Is this a good definition of “tolerance,” or does is seem a bit simplistic? Is tolerance that easy in today’s ever-changing world? What happens when we’re trying to tolerate someone who is speaking lies? What if the person is offending a family member, especially our mother? Is it okay to tolerate talking like that? Should we retreat in the name of tolerance, when we hear despicable language spewing out of the mouths of teenagers, or try to correct them?

Please don’t misunderstand. Tolerance is a necessity for all of us. However, civility (read more…) in my opinion, is the best form of tolerance.
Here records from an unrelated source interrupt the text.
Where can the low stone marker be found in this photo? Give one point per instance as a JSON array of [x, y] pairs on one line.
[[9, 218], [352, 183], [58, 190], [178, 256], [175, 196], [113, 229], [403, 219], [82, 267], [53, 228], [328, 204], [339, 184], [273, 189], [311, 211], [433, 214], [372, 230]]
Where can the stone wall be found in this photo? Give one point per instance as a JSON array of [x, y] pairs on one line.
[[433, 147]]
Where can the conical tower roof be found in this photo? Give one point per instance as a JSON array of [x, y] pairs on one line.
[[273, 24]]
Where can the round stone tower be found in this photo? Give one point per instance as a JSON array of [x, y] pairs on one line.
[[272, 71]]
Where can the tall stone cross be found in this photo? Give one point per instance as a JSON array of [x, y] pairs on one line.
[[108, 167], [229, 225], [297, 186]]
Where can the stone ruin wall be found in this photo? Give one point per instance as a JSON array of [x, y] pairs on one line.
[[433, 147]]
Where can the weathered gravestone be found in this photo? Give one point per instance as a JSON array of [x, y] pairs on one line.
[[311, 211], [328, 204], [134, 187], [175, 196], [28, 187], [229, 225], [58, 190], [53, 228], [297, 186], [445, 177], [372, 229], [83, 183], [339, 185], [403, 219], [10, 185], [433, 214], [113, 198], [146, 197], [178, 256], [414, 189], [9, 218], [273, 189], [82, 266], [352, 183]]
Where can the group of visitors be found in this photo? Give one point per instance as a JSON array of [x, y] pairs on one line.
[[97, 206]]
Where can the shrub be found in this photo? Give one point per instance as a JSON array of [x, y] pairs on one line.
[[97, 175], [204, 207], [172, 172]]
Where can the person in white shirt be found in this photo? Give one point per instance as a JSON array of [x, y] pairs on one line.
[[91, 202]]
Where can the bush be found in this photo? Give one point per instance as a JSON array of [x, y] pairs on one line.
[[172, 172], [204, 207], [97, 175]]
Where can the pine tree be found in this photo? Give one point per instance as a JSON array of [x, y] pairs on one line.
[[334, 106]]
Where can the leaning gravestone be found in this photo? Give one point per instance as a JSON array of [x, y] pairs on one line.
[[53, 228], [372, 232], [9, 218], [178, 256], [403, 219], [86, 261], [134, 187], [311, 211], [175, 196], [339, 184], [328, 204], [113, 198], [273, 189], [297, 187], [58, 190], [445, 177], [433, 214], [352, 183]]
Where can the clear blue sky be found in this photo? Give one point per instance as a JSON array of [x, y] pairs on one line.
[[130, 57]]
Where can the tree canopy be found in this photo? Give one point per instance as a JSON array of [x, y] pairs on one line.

In researching tolerance for my upcoming book, Calming the Chaos: How To Live Beautifully in a Broken World, I discovered three kinds of tolerance, and that we should distinguish one from the other, if we intend to view and display tolerance effectively and realistically:

  • “Legal” tolerance: The recognition that each person has the legal right to believe whatever he or she determines is true or best.
  • “Social” tolerance: The recognition that people ought to be treated with dignity and respect regardless of their religious beliefs.
  • “Uncritical” tolerance: The notion that no religious belief should be evaluated as being false or inferior to any other religious belief. All religious beliefs should be granted equal status as a claim to truth.

These definitions of tolerance From Dr. Erwin Lutzer’s Christ Among Other Gods certainly got my attention.

Once I had read these descriptions several times, I concluded very few of us practice legal tolerance and/or social tolerance. Further, before we think “political correctness” is the same as legal and/or social tolerance, let me point out that it’s not. Try to reflect back on the election cycle of 2015-2016, and remember the shouting matches, the insults, and personal attacks between candidates and those hosting the debates.

When it comes to uncritical tolerance, the price is too high for me and most other people. If we accept all claims of truth as equal—even when they oppose one another, then there is no value in truth whatever. Accordingly, we might as well quit thinking, discerning, pondering, hoping, and connecting with one another in a meaningful way. Think of it this way; if we don’t stand for anything, we’ll fall for everything.

Consider this — if we don’t apply critical thinking to our lives, our ability to make decisions based on reason, reality, and truth, our responsiveness to God won’t be effective and worthwhile.

Don’t we want our lives to reflect something worthwhile?

Can you explain your answer to that question and how it fits your life?